Beltone Financial issued its annual report covering the Egyptian economy, titled “the Great Recovery.” The report gave an overview of its forecasts for growth rates, budget deficit, performance of economic sectors, government plans to cut subsidy, flotation impact on the Egyptian Stock Exchange (EGX), and the expected exchange rate over the coming years.
Beltone amended its forecast of EGX30, now expected to jump from 14,000 points to 20,000 points by the end of the year, while facing a drop in the value og the Egyptian pound to EGP 25-27.5 against the US dollar by 2021.
The report also expects the GDP growth rate to reach 3.3% at the end of the current fiscal year (FY), going up to 4.3% in 2018, and reaching 5.7% in the FY 2018/2019, during which it expects the pound to depreciate to EGP 21 per US dollar.
Concerning the exchange rate it states, “Beltone believes that the fourth era of exchange rates has already begun in the FY 2014/2015 and expects it to be longer and more volatile than the previous three, noting that the first era began in 1979 and ended in 1990, followed by another one from 1991 to 2002. The third era of exchange rates started in 2003 and lasted until 2013. Beltone said that all of these eras saw the value of the pound drop against the US dollar, while foreign exchange reserves were lost in an effort to protect an unjustified value of the pound.
Beltone did not set an expiry date for the current era, but stated that the exchange rate would reach EGP 21 per US dollar towards the end of this exchange rate era, while in 2021 it will reach EGP 27. The report based its predictions on the high inflation rates.
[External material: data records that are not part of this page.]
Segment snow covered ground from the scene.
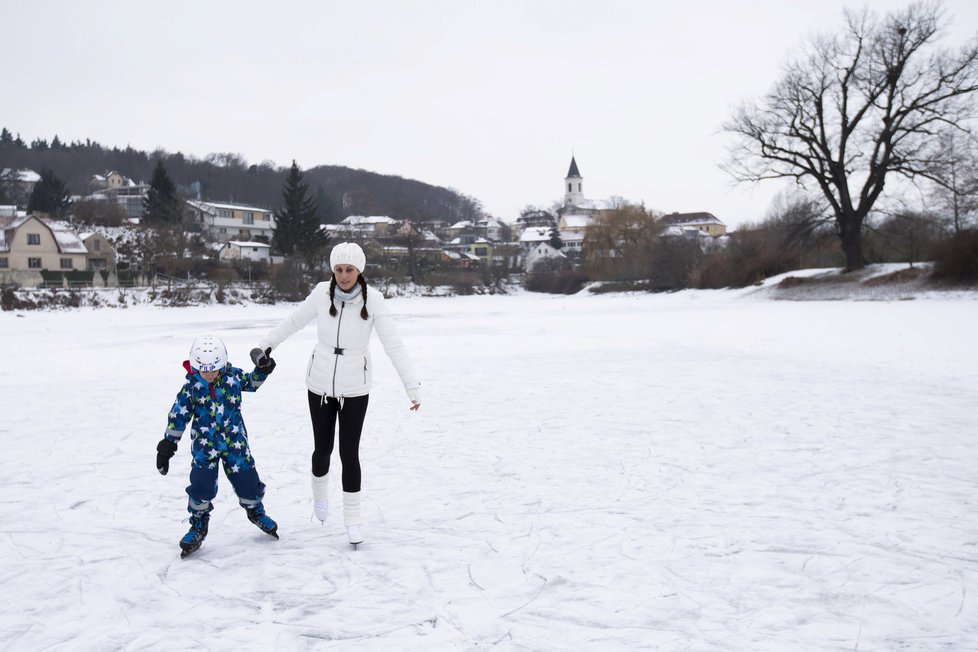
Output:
[0,290,978,652]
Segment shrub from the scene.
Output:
[524,270,588,294]
[934,229,978,283]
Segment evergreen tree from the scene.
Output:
[27,168,70,218]
[272,161,329,267]
[315,186,340,224]
[143,160,183,225]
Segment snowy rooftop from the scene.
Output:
[520,226,551,242]
[187,199,272,213]
[342,215,397,226]
[561,214,594,229]
[0,168,41,183]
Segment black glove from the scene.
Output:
[251,348,275,374]
[156,437,177,475]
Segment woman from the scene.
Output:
[252,242,421,545]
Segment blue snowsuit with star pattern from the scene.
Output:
[164,361,268,514]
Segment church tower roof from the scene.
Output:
[567,156,581,179]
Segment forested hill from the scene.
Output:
[0,129,482,222]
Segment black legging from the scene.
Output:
[309,392,370,492]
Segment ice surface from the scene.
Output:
[0,291,978,652]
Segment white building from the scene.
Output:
[218,240,272,263]
[187,199,275,242]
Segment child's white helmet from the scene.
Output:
[190,335,228,371]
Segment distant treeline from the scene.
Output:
[0,128,483,222]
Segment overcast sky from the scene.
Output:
[0,0,978,226]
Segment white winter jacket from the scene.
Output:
[258,282,421,403]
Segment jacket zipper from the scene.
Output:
[333,301,346,396]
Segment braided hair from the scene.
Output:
[329,274,370,320]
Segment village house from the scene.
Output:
[0,215,115,287]
[186,199,275,242]
[218,240,272,263]
[323,215,401,240]
[659,213,727,238]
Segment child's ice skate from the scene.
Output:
[245,503,278,539]
[180,512,211,557]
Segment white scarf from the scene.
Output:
[333,283,360,303]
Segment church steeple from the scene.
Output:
[567,154,581,179]
[564,154,584,206]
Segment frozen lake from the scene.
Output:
[0,291,978,652]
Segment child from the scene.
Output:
[156,335,278,557]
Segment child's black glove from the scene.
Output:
[251,348,275,374]
[156,437,177,475]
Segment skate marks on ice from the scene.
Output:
[0,294,978,652]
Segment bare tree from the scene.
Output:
[930,129,978,233]
[724,2,978,270]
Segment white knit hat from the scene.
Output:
[329,242,367,274]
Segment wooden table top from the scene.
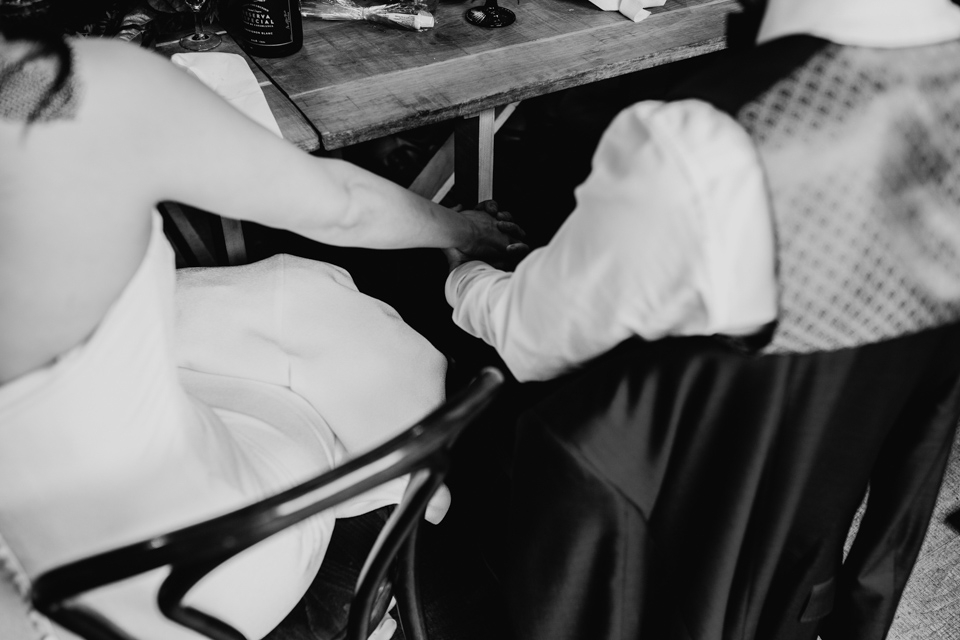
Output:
[154,32,321,151]
[255,0,740,150]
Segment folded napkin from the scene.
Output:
[170,51,283,138]
[590,0,667,22]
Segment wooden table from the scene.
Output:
[157,0,739,263]
[246,0,739,204]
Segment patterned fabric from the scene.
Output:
[737,42,960,353]
[0,43,80,122]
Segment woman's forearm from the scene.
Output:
[310,160,478,249]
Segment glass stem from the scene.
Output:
[193,11,206,40]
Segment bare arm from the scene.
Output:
[84,38,509,252]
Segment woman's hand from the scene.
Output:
[444,200,530,270]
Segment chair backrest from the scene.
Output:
[31,368,503,640]
[505,325,960,640]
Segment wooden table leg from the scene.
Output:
[453,109,496,207]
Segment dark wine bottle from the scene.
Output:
[239,0,303,58]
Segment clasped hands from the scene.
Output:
[443,200,530,271]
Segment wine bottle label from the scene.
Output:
[240,0,293,47]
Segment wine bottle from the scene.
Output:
[239,0,303,58]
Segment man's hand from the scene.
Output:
[443,200,530,271]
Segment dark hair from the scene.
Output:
[0,0,83,124]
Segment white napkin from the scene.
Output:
[590,0,667,22]
[170,51,283,138]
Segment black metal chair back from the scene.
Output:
[31,368,503,640]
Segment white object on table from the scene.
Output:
[590,0,667,22]
[170,51,283,138]
[620,0,650,22]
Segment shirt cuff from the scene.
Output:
[443,260,497,309]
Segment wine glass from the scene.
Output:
[464,0,517,29]
[180,0,220,51]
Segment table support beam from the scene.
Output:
[453,109,496,207]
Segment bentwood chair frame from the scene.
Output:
[31,367,503,640]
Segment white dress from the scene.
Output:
[0,214,446,640]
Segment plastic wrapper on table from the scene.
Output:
[300,0,435,31]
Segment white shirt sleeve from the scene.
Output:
[446,100,776,381]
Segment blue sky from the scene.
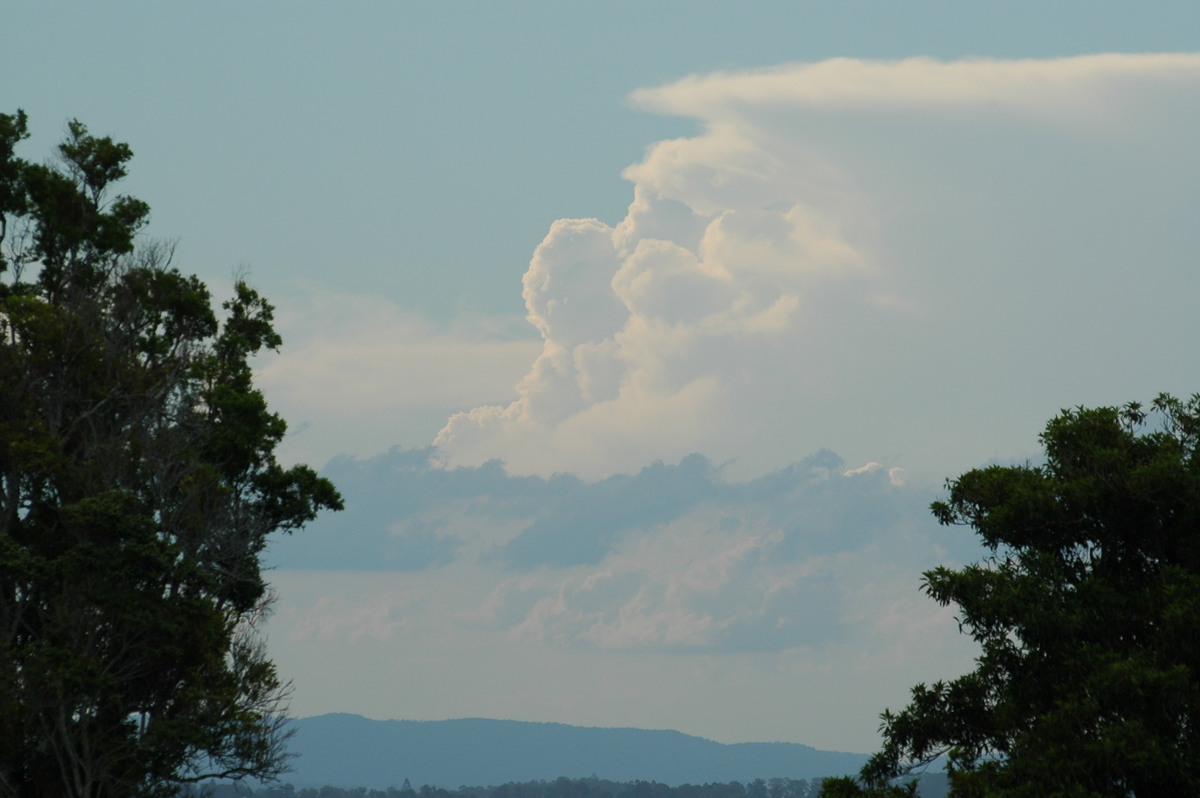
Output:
[9,1,1200,750]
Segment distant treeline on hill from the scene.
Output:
[193,776,835,798]
[192,773,947,798]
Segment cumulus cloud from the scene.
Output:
[436,54,1200,480]
[266,449,979,750]
[269,450,974,652]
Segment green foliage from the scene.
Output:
[827,396,1200,798]
[187,776,825,798]
[0,113,341,798]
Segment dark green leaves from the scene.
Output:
[827,396,1200,798]
[0,113,341,798]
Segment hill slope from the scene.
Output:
[284,714,866,788]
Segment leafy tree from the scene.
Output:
[0,112,341,798]
[827,395,1200,798]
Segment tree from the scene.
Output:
[820,395,1200,798]
[0,112,341,798]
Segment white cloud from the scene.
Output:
[256,284,539,466]
[436,54,1200,481]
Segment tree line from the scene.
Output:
[191,776,864,798]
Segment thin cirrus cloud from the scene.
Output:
[434,54,1200,480]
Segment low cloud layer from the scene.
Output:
[268,449,979,750]
[436,54,1200,480]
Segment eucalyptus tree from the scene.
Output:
[826,395,1200,798]
[0,112,341,798]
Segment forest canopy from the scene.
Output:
[0,112,341,798]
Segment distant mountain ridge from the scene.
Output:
[283,713,868,790]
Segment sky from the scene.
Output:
[7,0,1200,751]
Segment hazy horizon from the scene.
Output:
[9,0,1200,752]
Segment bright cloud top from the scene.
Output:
[436,55,1200,478]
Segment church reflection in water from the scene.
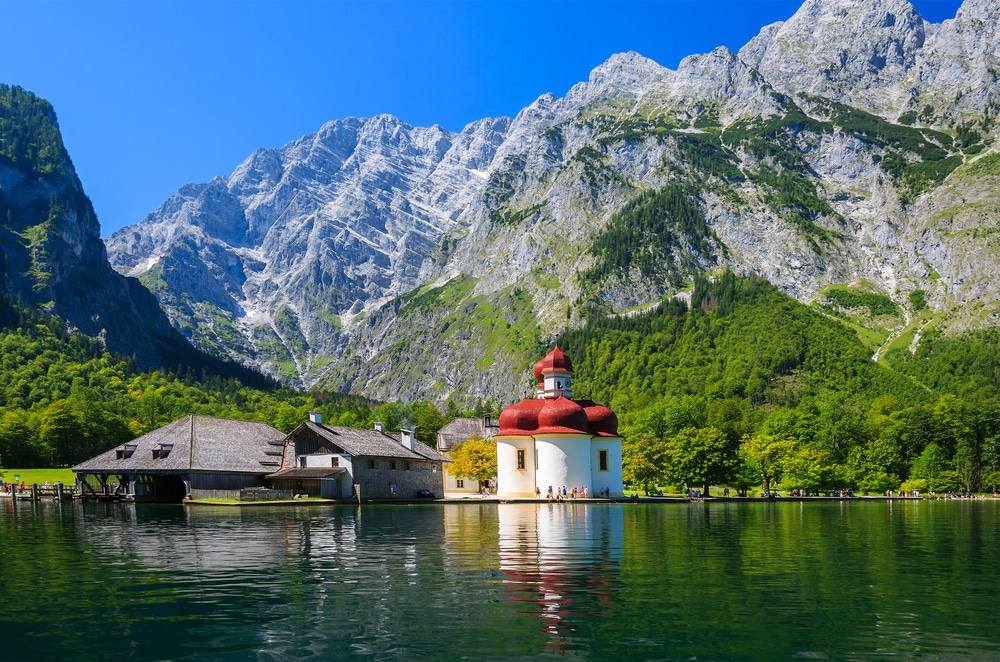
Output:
[499,503,625,650]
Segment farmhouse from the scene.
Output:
[268,414,448,499]
[73,415,285,501]
[495,347,622,498]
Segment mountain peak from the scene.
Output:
[739,0,927,108]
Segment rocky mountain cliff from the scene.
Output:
[107,0,1000,400]
[0,85,203,366]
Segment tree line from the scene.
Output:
[560,272,1000,494]
[0,296,496,468]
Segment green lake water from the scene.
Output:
[0,499,1000,662]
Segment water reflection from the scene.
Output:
[498,503,625,651]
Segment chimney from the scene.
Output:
[399,430,415,451]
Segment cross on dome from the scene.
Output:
[535,345,573,400]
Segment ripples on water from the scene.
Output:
[0,500,1000,662]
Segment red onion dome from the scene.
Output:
[499,398,545,435]
[537,396,589,434]
[535,345,573,381]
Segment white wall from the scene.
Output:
[535,434,593,495]
[494,436,535,498]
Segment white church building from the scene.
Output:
[494,347,622,498]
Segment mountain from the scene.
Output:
[107,0,1000,400]
[0,85,204,367]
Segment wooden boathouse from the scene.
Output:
[73,415,286,502]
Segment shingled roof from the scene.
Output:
[73,415,285,474]
[288,421,451,462]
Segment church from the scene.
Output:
[494,346,622,498]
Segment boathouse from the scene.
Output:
[73,415,285,502]
[495,347,622,498]
[267,413,449,499]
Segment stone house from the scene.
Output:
[267,414,448,499]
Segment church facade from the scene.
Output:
[495,347,622,498]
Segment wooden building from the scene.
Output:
[268,414,448,499]
[73,415,285,501]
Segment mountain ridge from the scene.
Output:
[107,0,1000,399]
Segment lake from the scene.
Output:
[0,499,1000,662]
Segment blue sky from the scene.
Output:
[0,0,961,236]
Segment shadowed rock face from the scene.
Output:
[107,0,1000,401]
[0,87,190,367]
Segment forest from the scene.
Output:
[0,296,495,468]
[559,272,1000,494]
It noted that the inflation rate will fall to 18% in the coming FY and then to 11% in 2019.
Furthermore, Beltone’s report pointed out that the Egyptian pound has already lost 96% of its value against the US dollar over the past four decades, and about 98% of its purchasing power since 1979.
Meanwhile, the report expected fuel prices to hike, based on the announced plan to cut fuel subsidy, as well as on the volatility of the exchange rate. The report stated that the price of gasoline 92 will move from EGP 3.5 per liter to between EGP 6.5 and 7 per liter in FY 2019. The price of diesel will also increase from EGP 2.35 per liter to between EGP 4.5 and 5, while the price of liquified petroleum gas (LPG) weighing 12.5kg will move up from EGP 15 to EGP 35. Additionally, the price of diesel fuel will rise from EGP 2,500 per tonne to EGP 4,000 per tonne. Moreover, Beltone stated that prices may even exceed these figures after activating the fuel smart cards system, which has already been implemented in 4,000 gas stations.
Beltone also expects the budget deficit to reach EGP 367bn, 9.8% of the GDP, at the end of the current FY, up from the EGP 326.4bn recorded at the end of the last fiscal year, back then marking 11.7% of the GDP. It further expects the deficit to drop from EGP 359.8bn in the coming fiscal year to reach EGP 323bn in the FY 2019, marking a drop from 8% of the GDP to 6%.